Dykes joined VeriFone as its chief financial officer. It’s a shame Dykes left because unlike the CEO of Phorm, a U.K firm touting a similar business model, Dykes actually struck me as a legitimate businessman. I was never sold on the privacy implications of the NebuAd endeavor, but Dykes, with his background as the CFO of Juniper Networks, added some credibility to the operation. Current NebuAd president Kira Makagon is assuming the title of CEO, and Dykes will remain as chairman of the board.
NebuAd in an emailed statement said, “NebuAd is also broadening its market via more conventional media channels and means. Accordingly, NebuAd’s current President, Kira Makagon who has been responsible for NebuAd’s advertising systems and media revenue, will assume the role of CEO to drive adoption of the platform across more traditional channels.”
Perhaps those “traditional channels” include those not under Congressional investigation for violating user’s privacy–although since a large portion of web providers and large portals seem to be facing such scrutiny NebuAd’s future seems limited at best.

The uproar over Charter Communications testing out a deep-packet inspection system to deliver advertising to its customers is far quieter than the one that erupted over similar plans by British ISPs, but it, too, has led to government questions about privacy and what rights a web surfer has online. I chatted this week with Bob Dykes, CEO of NebuAd, the company that’s providing the ad-insertion service to Charter.
Redwood City, Calif.-based NebuAd relies less on cookies than competitor Phorm, and instead tracks users via an appliance that sits inside a carrier’s network. The only cookies it serves on the browser are for monitoring how many times a user sees certain ads. Dykes, who was formerly CFO of Juniper Networks, talked to me about the company’s privacy practices and the motivation of the ISPs that underpins such intrusive monitoring.
GigaOM: How does NebuAd protect the privacy of users’ surfing habits?
Bob Dykes: We operate without ever identifying the user and we have no personally identifiable information. We know if it’s the same user but we can’t know who the user is, just an identifier to track an anonymous user. Against that anonymous user identifier we can link them to qualified market segments, so if they visit a recycling site they are linked to a green market category.
It is that type of qualification linked against the anonymous identifier — that’s the value we offer, but at no time do we know who the user is. We also don’t show ads on sensitive subjects such as HIV-positive status and sexual orientation.
We link market segments against a profile, not the sites themselves, so there’s no storing of web sites that are visited. We also map search terms to a dictionary to strip out personally identifiable information from search requests. We only keep market segments, not the raw data.
GigaOM: What is the use case for most of your clients? What are they trying to achieve with NebuAd?
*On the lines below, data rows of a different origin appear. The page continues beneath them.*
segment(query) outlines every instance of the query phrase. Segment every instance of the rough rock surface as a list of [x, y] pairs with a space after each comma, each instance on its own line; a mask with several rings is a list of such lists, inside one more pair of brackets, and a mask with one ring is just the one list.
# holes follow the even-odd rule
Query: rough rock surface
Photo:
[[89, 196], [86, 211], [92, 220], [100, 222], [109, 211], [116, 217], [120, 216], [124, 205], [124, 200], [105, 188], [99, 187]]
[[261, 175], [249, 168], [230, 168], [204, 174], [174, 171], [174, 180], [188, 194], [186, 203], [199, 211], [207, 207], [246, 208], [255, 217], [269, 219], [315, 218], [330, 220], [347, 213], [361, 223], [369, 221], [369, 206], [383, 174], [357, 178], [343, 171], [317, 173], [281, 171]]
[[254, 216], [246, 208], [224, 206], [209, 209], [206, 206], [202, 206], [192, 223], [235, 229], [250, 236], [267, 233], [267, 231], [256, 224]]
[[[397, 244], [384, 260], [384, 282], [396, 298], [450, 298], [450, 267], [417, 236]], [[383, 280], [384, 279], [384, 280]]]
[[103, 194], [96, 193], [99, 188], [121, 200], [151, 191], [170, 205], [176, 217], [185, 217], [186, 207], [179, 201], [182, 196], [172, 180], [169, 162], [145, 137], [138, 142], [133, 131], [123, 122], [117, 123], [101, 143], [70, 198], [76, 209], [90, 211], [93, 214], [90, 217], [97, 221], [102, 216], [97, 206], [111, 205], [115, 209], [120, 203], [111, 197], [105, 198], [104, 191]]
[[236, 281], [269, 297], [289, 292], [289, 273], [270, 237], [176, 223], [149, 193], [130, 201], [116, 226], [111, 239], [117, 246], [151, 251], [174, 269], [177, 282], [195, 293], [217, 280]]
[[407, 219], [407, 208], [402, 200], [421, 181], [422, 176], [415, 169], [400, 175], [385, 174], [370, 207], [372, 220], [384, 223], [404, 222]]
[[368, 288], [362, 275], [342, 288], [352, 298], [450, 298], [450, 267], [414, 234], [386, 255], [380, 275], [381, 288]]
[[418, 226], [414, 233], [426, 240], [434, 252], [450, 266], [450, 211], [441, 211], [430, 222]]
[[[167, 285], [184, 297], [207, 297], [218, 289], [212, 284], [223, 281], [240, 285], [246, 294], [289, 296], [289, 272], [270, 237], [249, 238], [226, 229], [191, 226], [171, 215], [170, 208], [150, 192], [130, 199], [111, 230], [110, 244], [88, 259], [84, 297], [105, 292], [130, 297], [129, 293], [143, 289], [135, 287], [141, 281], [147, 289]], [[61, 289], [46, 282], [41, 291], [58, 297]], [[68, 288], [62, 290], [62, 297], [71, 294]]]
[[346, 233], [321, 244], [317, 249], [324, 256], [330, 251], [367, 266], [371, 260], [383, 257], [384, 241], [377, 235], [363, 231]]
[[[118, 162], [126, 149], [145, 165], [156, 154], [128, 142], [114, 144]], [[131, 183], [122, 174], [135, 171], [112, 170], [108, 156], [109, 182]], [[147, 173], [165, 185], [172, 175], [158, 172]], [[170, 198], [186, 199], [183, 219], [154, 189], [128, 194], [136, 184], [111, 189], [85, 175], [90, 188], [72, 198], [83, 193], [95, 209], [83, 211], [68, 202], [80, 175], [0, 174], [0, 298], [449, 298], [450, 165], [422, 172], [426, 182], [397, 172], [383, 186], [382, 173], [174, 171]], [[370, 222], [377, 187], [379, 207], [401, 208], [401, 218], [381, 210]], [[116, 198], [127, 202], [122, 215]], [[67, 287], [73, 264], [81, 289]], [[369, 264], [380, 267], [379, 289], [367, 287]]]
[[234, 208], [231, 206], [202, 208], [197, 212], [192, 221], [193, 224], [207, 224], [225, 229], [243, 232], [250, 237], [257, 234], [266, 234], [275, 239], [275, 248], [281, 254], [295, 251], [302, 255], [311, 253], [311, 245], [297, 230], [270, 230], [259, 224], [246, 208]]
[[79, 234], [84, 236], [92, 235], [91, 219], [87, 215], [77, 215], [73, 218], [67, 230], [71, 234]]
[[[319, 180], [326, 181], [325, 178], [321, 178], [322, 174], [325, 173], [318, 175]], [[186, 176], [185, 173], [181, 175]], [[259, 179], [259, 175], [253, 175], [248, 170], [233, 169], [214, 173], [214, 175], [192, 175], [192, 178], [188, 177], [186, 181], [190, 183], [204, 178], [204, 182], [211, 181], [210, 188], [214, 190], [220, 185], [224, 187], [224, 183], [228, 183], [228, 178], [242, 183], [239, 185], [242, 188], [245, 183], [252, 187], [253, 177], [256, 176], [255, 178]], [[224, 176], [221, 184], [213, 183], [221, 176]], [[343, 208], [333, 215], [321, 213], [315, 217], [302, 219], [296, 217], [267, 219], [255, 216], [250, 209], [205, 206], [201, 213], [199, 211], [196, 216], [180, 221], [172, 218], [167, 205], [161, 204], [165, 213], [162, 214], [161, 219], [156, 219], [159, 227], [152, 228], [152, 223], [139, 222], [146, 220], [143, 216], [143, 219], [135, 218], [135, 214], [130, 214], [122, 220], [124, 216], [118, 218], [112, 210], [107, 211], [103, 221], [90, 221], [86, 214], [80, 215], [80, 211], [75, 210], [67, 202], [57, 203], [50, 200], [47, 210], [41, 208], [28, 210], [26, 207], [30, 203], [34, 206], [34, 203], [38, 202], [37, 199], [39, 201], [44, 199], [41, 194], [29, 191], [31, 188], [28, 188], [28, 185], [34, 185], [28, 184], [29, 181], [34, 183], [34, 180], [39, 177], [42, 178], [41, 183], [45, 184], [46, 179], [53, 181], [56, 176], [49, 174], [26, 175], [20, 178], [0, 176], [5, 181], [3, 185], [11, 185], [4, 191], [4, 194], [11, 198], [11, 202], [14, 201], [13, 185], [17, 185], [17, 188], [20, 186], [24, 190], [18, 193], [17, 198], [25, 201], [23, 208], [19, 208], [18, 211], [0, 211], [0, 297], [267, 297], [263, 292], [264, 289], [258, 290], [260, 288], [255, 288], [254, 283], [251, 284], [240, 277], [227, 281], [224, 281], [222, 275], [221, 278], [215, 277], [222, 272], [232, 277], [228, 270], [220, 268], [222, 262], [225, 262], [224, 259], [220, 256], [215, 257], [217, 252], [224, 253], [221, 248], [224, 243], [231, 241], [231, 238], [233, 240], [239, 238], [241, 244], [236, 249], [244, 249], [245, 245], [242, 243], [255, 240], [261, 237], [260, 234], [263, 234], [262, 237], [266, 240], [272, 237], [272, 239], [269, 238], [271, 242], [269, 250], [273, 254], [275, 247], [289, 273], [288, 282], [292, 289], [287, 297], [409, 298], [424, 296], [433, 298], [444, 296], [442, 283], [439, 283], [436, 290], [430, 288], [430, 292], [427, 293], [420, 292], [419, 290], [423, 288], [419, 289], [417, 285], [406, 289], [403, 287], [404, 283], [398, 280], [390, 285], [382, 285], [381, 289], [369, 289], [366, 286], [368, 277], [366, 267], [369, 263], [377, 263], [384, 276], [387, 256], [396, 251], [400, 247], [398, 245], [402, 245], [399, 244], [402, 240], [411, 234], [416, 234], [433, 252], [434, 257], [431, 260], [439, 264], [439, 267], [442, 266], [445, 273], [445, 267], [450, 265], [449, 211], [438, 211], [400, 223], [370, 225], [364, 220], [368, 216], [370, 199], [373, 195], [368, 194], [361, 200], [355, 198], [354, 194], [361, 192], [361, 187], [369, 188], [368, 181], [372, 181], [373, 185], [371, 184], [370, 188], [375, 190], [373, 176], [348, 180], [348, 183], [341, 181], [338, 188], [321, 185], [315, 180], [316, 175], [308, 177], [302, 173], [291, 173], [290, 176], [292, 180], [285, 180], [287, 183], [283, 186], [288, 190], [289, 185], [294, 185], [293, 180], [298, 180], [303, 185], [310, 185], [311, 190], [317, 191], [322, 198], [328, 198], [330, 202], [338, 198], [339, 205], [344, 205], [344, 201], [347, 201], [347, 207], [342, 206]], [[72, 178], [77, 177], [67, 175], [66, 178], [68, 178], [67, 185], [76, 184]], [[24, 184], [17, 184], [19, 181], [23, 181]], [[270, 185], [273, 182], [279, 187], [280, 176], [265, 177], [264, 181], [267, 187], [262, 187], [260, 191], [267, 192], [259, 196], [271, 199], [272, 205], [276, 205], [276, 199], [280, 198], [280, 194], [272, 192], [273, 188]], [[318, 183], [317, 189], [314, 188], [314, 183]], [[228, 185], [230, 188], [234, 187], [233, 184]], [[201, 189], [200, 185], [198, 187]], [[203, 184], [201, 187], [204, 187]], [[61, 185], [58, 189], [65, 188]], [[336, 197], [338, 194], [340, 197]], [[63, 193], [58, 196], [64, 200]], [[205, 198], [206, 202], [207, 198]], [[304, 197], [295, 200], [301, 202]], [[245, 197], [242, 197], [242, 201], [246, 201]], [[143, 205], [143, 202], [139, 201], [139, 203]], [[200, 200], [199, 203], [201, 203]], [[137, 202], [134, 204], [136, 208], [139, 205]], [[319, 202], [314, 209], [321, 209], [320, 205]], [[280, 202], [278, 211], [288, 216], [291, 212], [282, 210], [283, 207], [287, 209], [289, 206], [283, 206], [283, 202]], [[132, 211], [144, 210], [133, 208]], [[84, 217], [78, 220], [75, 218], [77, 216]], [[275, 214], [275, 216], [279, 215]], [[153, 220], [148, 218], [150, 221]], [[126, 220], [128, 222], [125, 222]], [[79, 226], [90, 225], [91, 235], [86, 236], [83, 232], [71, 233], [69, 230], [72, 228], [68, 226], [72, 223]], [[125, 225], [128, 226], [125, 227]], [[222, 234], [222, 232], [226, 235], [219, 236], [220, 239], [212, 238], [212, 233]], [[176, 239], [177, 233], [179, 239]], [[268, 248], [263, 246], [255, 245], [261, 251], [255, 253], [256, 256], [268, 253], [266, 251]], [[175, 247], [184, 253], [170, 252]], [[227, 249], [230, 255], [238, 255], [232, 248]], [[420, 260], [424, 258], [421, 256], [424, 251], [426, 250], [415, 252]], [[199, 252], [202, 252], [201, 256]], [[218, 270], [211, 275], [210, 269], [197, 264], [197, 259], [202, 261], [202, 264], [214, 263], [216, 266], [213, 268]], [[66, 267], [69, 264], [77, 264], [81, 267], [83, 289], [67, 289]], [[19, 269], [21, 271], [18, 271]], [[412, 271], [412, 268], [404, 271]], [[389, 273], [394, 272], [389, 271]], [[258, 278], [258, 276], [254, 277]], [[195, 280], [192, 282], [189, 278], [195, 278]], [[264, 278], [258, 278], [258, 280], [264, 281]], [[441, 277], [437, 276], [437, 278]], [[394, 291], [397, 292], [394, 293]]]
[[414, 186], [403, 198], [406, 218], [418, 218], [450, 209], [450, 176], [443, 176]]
Dykes: The ISPs have not been able to share in the ad revenue and wealth creation around the publishing side of the Internet: They see their role as a valuable and a key role in the Internet, but many of them are making no money, are regulated and see this as a way of funding their capital requirements, especially as they need to build out networks to meet the demands of video and peer-to-peer computing.
We are an online advertising company with 10 percent of the Internet subscribers in the U.S. under contract, and are taking advertising today.
GigaOM: Do you think NebuAd violates federal wiretapping laws or should be concerned about future legislation?
Dykes: There’s a large penumbra of folks that do some form of direct marketing based on the knowledge of the person they’re marketing to. This ranges from mail-order to cookie companies. We don’t gather such personally identifiable information. There are search companies and there are people with browser add-ons and toolbars that see the sites that you go to. We’re much more innocuous than many of the processes to understand who the users are, and more consumer-friendly. If you understand very much about the mail-order business, we’re not breaking any new areas in terms of the users.
Most congressmen see where we’re coming from and we do send out notification to the users and require our ISP clients to do so and allow [users] to opt out. Each ISP puts together their own document, but there are very clear essentials that require them to say the ads will be delivered based on web surfing behavior and give users a link to the opt-out page
GigaOM: Would you or have you allowed an independent testing agency to come in to certify your privacy precautions?
Dykes: We are engaging one of the big four accounting firms to audit the process.